The following editorial appeared in the San Jose Mercury News on March 17:
When the U.S. Supreme Court agreed last year to take up Proposition 8, its ruling on California’s gay marriage ban was expected to be a turning point in the struggle for equal marriage rights.
But now that the time is near, a different truth is emerging: It almost doesn’t matter.
Like a Berlin Wall that once seemed impenetrable but ended up crumbling in a day, the conviction that marriage rights should be available only to straight couples is disintegrating. When a U.S. president flips 180 degrees, as Barack Obama has done, and when conservative icons from Clint Eastwood to former Utah Gov. Jon Huntsman stand with him and with gay rights activists, you know it’s game over.
If the Supreme Court finds that the Constitutional guarantee of equal rights does not apply to marriage, public opinion will do the job. Polls show that California voters would support gay marriage today, and nine other states already have legalized it.
The speed of this shift is stunning. More than 130 moderate and conservative Republicans, including Eastwood, have signed a brief to the Supreme Court opposing Proposition 8. Meg Whitman, who supported Proposition 8 when she ran for governor in 2010, now opposes it. Just last week, Sen. Rob Portman, R-Ohio, a vocal opponent of gay marriage and adoptions, announced a change of heart: His son, a junior at Yale, had told his father he is gay.
The court also will hear arguments next week challenging the Defense of Marriage Act, signed by President Bill Clinton in 1996, which defines marriage as being between a man and a woman. Clinton now says he thinks DOMA is “incompatible with our Constitution” because it denies rights and benefits to gays and lesbians that are available to married couples.

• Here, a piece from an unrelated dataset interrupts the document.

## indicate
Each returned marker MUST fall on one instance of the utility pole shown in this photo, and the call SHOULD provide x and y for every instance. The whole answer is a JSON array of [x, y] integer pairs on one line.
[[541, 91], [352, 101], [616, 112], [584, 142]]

A majority of Californians agrees. A February Field poll found that 61 percent approve of same-sex marriage, more than double the support when the question was first posed in 1977. National polls also show a majority in support for the first time.A recent Washington Post/ABC News survey found 51 percent in favor and 47 percent opposed to gay marriage.
Public opinion is unlikely to sway the Supreme Court, but Obama’s Justice Department has filed briefs against DOMA and Proposition 8. That’s unusual, and it’s hard to say how it will play. The justices have options that could maintain the legal status quo, make narrow changes or declare that limits on marriage rights are unconstitutional.
We supported gay marriage before DOMA and before Gavin Newsom shook up the status quo with his San Francisco weddings. We see no downside; society gains from the stability of committed families. Generations from now, gay marriage will be as accepted as interracial marriage, which once was illegal in much of this country.
The justices can’t stop this evolution, but they could accelerate it. We hope that’s what they do.